Abused people of all background and tyoes of abuse always find it hard to leave thier abusers
 
I think it's great that you're in a position where you can be so naive and clueless about DV. Unfortunately, not everybody is in that position. What you're saying is akin to someone suggesting that depression can be cured by just "cheering up". Alas, both are substantially more complex than you know.

Indeed. Soon as the word 'sheep' came up, I stopped reading.

People who have such a pathetically limited viewpoint of such immeasurably complicated personal problems like this just aren't worth listening to.
 
I think it's great that you're in a position where you can be so naive and clueless about DV. Unfortunately, not everybody is in that position. What you're saying is akin to someone suggesting that depression can be cured by just "cheering up". Alas, both are substantially more complex than you know.

Yawn typical response which I told you would be written. Everyone knows it's happening to them whether they have the strength to stand up to it is a different matter entirely. None the less your aware of it. Which is totally my point.
There is no scenario where a person is incapable of putting 2 and 2 together when they are taking physical punishment.

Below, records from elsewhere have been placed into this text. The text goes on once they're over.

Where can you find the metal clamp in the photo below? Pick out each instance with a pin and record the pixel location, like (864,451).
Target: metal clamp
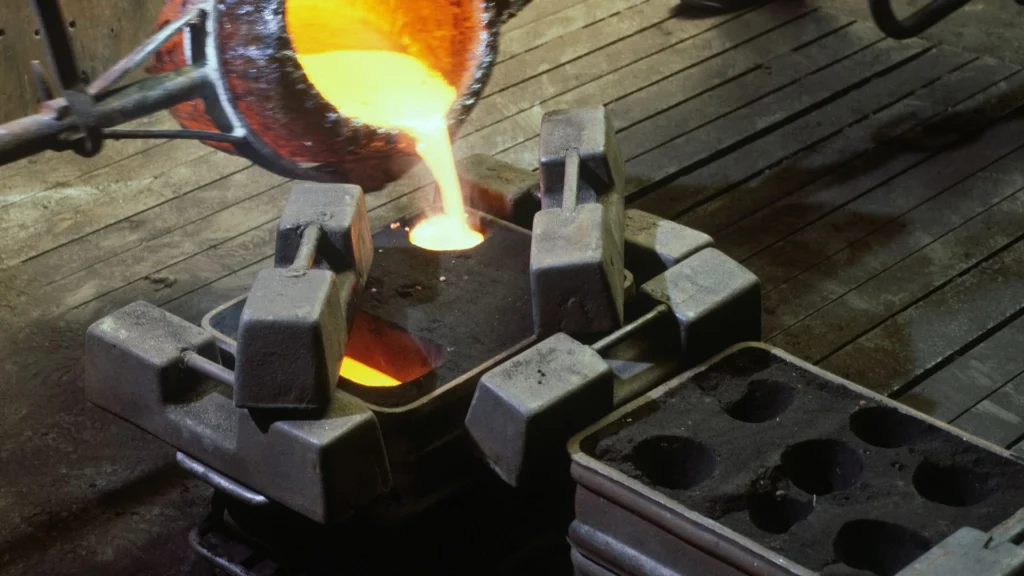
(80,118)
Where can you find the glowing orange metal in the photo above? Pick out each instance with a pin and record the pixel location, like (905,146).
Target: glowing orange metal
(361,374)
(367,76)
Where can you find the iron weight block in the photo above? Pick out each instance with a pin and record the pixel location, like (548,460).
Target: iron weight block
(136,367)
(716,301)
(292,337)
(524,410)
(589,130)
(340,211)
(654,245)
(142,344)
(578,252)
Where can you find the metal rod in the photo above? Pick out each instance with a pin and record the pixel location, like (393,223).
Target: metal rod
(220,482)
(307,247)
(915,24)
(209,368)
(32,134)
(626,332)
(128,133)
(570,192)
(151,94)
(139,55)
(60,55)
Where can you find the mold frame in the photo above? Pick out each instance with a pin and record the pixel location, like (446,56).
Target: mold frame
(711,537)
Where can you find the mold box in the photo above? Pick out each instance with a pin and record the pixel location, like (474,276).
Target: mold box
(800,466)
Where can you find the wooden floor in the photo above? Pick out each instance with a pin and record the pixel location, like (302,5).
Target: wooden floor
(876,187)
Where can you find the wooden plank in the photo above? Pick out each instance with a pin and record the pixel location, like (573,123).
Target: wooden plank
(226,269)
(728,175)
(920,340)
(690,151)
(861,304)
(572,45)
(536,10)
(67,165)
(565,79)
(102,33)
(696,56)
(706,62)
(588,68)
(96,210)
(143,260)
(76,194)
(143,227)
(972,377)
(194,305)
(1018,449)
(999,418)
(774,205)
(184,277)
(19,46)
(807,31)
(517,41)
(829,235)
(744,164)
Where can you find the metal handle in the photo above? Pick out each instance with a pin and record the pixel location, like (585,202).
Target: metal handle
(916,23)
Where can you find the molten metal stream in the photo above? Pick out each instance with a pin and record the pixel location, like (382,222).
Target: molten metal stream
(361,374)
(394,90)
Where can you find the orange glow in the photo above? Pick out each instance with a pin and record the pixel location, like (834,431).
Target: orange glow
(361,374)
(366,74)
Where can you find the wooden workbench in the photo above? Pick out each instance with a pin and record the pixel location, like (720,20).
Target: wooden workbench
(877,188)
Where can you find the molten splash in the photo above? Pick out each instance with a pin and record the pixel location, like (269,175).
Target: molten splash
(363,75)
(361,374)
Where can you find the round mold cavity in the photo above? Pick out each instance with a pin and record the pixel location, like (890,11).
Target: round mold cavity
(879,547)
(777,513)
(884,426)
(952,485)
(822,466)
(675,462)
(764,400)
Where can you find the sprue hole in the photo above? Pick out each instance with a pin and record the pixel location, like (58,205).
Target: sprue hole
(951,485)
(822,466)
(764,401)
(885,426)
(777,513)
(673,461)
(880,547)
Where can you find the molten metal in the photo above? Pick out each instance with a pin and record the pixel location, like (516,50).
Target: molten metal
(364,375)
(367,77)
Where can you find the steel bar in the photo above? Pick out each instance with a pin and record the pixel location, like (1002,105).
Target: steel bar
(209,368)
(139,55)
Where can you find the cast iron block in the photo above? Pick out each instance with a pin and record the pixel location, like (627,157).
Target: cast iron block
(524,410)
(654,245)
(577,271)
(499,189)
(292,337)
(970,550)
(771,465)
(716,301)
(324,468)
(601,166)
(340,211)
(142,343)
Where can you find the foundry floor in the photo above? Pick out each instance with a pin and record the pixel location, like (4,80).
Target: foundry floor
(877,189)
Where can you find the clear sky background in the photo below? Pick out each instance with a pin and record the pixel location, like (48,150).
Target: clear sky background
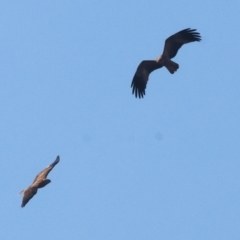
(163,167)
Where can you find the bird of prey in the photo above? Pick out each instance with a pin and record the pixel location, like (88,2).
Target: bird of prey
(171,47)
(39,182)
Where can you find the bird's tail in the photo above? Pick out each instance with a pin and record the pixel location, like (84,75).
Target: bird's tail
(56,161)
(171,66)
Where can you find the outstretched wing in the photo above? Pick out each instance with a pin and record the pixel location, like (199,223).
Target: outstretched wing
(28,194)
(43,174)
(140,78)
(175,42)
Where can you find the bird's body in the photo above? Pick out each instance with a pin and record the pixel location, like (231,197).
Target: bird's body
(39,182)
(171,47)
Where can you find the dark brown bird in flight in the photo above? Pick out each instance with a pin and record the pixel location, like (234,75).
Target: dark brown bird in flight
(39,182)
(171,47)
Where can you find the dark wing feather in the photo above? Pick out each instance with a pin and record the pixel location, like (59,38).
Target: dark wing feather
(43,174)
(28,194)
(140,78)
(175,42)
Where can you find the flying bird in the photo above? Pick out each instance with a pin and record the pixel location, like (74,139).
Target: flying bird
(171,47)
(39,182)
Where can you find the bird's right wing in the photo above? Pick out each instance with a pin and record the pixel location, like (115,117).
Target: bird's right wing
(140,79)
(43,174)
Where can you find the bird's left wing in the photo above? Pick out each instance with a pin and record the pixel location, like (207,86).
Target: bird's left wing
(43,174)
(140,78)
(175,42)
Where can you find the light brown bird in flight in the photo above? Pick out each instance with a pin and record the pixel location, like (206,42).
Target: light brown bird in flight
(171,47)
(39,182)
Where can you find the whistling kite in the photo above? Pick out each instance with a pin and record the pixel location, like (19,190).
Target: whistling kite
(171,47)
(39,182)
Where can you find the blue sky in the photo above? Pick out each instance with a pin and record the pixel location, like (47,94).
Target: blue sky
(163,167)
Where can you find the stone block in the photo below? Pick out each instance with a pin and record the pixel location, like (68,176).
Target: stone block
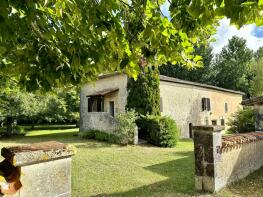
(45,169)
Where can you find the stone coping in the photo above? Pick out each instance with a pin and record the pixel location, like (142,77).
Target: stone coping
(239,139)
(208,128)
(36,153)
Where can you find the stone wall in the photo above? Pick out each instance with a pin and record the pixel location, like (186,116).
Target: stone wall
(41,169)
(101,121)
(183,103)
(220,161)
(118,81)
(258,108)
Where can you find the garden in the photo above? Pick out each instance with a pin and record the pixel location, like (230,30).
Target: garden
(104,169)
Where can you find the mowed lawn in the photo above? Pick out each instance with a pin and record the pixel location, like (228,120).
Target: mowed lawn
(102,169)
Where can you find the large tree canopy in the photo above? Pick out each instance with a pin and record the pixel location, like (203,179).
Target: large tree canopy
(45,43)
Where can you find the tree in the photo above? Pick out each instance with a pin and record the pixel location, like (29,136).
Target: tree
(231,68)
(259,53)
(47,43)
(196,74)
(256,86)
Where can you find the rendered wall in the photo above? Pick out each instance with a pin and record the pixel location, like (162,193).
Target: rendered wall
(119,98)
(183,103)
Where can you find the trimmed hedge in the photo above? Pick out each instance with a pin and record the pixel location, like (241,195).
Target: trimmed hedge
(242,121)
(162,131)
(101,136)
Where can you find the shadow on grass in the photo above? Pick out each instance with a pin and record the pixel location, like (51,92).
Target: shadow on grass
(179,182)
(64,137)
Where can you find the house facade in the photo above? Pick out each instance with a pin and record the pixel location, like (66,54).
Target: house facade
(188,103)
(257,103)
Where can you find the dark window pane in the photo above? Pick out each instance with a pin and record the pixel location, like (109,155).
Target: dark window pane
(222,122)
(203,104)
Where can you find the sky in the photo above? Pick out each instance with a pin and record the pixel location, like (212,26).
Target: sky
(225,31)
(252,33)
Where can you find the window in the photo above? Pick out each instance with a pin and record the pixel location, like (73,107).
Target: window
(190,130)
(226,107)
(96,104)
(206,104)
(214,122)
(111,108)
(222,122)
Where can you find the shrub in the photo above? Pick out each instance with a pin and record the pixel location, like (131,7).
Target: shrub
(144,93)
(100,136)
(162,131)
(126,126)
(242,121)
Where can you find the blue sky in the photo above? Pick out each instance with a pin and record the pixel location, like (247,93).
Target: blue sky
(225,31)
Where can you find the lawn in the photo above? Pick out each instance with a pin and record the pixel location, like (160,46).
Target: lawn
(101,169)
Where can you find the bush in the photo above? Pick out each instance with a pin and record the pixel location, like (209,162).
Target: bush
(162,131)
(242,121)
(126,127)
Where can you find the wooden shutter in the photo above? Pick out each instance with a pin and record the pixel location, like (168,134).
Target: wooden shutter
(208,105)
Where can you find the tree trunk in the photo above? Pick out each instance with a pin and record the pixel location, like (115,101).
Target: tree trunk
(32,124)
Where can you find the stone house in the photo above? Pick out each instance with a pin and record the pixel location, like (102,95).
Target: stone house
(188,103)
(257,103)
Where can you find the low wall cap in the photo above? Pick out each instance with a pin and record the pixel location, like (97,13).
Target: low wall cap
(36,153)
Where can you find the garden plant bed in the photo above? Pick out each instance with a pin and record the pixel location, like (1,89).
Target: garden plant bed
(102,169)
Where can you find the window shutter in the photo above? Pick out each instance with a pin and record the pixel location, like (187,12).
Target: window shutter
(203,104)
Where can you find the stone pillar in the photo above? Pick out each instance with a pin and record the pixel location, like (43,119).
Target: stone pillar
(44,170)
(207,149)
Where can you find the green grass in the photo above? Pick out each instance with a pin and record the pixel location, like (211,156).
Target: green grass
(101,169)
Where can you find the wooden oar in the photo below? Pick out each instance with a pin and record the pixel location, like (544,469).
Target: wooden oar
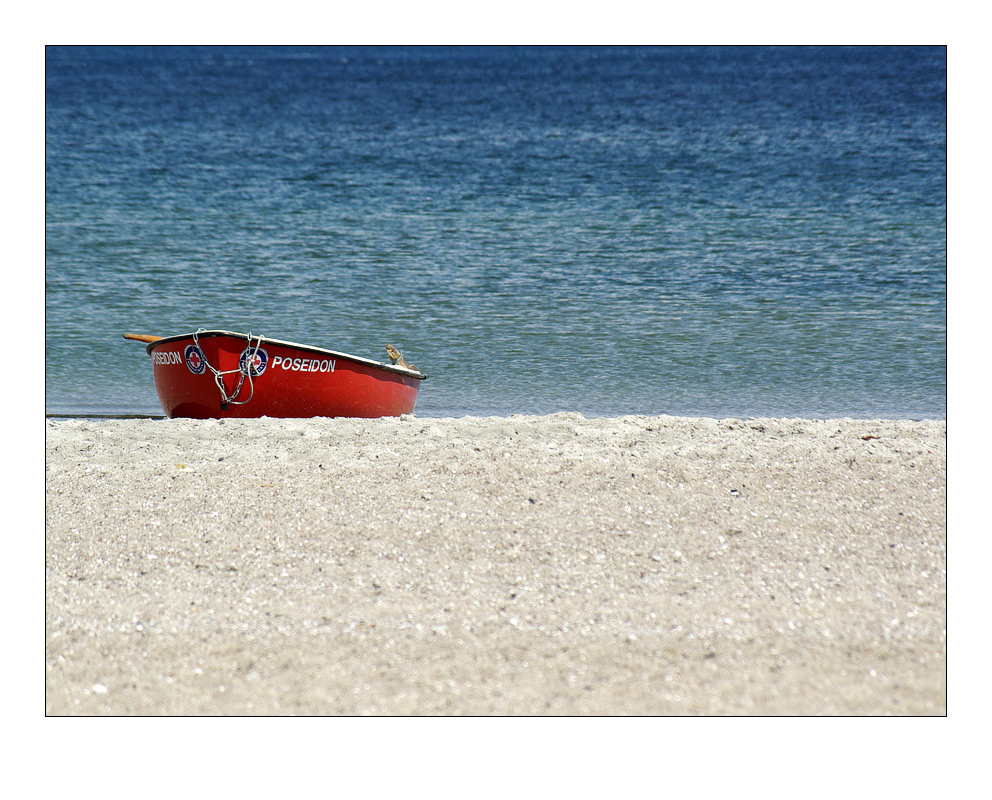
(142,337)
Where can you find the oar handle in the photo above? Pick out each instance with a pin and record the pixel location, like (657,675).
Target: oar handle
(140,337)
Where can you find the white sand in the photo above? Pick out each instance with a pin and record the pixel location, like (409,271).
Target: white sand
(521,565)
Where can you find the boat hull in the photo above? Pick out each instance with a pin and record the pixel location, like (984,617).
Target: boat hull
(220,374)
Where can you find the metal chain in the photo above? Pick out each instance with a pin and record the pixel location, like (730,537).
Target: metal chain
(219,375)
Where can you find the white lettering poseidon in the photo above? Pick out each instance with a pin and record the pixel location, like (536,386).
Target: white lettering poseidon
(304,364)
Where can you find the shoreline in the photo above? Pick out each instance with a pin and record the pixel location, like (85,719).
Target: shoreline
(501,565)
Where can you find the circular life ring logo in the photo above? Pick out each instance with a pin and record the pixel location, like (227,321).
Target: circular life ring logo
(195,361)
(253,361)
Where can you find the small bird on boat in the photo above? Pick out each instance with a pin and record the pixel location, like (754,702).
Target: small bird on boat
(397,357)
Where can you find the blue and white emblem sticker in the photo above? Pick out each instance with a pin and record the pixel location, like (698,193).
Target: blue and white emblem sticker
(254,359)
(195,361)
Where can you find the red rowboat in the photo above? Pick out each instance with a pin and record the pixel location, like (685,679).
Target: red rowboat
(215,374)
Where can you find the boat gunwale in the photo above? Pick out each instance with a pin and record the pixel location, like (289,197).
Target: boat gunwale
(412,373)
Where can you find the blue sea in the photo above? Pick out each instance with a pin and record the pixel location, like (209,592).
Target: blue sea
(703,231)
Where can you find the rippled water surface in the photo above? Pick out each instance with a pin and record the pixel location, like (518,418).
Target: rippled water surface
(713,231)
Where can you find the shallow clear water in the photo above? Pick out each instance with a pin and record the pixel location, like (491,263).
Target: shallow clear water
(699,231)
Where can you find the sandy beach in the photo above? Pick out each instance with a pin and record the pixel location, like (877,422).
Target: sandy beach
(495,566)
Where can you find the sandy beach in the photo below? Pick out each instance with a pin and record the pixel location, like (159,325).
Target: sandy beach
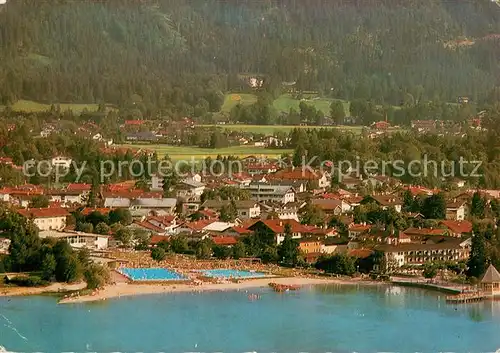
(132,289)
(53,288)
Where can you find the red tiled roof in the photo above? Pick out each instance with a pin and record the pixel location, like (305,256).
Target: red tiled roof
(88,210)
(262,166)
(6,160)
(134,122)
(79,187)
(149,226)
(241,230)
(420,190)
(43,212)
(155,239)
(360,227)
(198,225)
(278,225)
(327,204)
(163,219)
(296,174)
(425,231)
(360,253)
(224,240)
(209,213)
(458,226)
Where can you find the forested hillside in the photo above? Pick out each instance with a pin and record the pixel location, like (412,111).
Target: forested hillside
(182,54)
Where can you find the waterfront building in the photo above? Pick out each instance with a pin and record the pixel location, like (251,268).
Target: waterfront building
(490,283)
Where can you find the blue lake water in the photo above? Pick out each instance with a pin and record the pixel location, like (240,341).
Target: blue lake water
(151,274)
(232,274)
(320,319)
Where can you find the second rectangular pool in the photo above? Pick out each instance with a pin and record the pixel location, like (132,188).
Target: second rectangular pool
(232,274)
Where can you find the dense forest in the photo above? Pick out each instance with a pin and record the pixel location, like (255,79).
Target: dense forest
(179,55)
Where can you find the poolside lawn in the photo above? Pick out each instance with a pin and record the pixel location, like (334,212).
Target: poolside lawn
(186,153)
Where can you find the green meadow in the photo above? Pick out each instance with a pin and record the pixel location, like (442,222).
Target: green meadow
(271,129)
(186,153)
(283,103)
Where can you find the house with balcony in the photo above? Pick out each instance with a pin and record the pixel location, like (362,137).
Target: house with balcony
(46,218)
(456,210)
(262,191)
(245,209)
(430,251)
(79,240)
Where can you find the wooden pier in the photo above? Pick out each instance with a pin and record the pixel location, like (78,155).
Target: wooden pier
(465,298)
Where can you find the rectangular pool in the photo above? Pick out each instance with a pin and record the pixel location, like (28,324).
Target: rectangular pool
(151,274)
(232,274)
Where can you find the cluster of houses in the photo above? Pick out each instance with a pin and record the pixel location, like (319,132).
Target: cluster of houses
(276,199)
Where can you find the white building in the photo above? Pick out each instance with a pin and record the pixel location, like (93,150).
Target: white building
(79,240)
(267,192)
(46,218)
(190,190)
(60,161)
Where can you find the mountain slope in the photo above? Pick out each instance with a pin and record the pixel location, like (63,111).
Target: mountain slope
(178,54)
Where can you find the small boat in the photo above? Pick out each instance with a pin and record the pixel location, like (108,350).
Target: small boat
(283,287)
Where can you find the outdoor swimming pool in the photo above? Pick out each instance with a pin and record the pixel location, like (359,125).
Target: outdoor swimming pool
(232,274)
(151,274)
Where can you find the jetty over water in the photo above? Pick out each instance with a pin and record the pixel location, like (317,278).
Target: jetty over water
(490,288)
(465,298)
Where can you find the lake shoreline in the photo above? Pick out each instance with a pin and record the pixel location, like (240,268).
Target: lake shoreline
(136,289)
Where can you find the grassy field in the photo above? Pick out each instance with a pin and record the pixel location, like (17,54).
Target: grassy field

Why is it that only depressed people can have an opinion on self worth and anyone else is lambasted as an idiot.
Everyones been down the rabbit hole at some point in time. I'm not talking medically unwell but life is just like that. In my case it was because I didn't want to face up to my poor decision making and blamed everyone else. I didn't blame the black mist though, or play the victim, and it took me to face up to myself.
Being on the ugly side of an argument doesn't always make you wrong.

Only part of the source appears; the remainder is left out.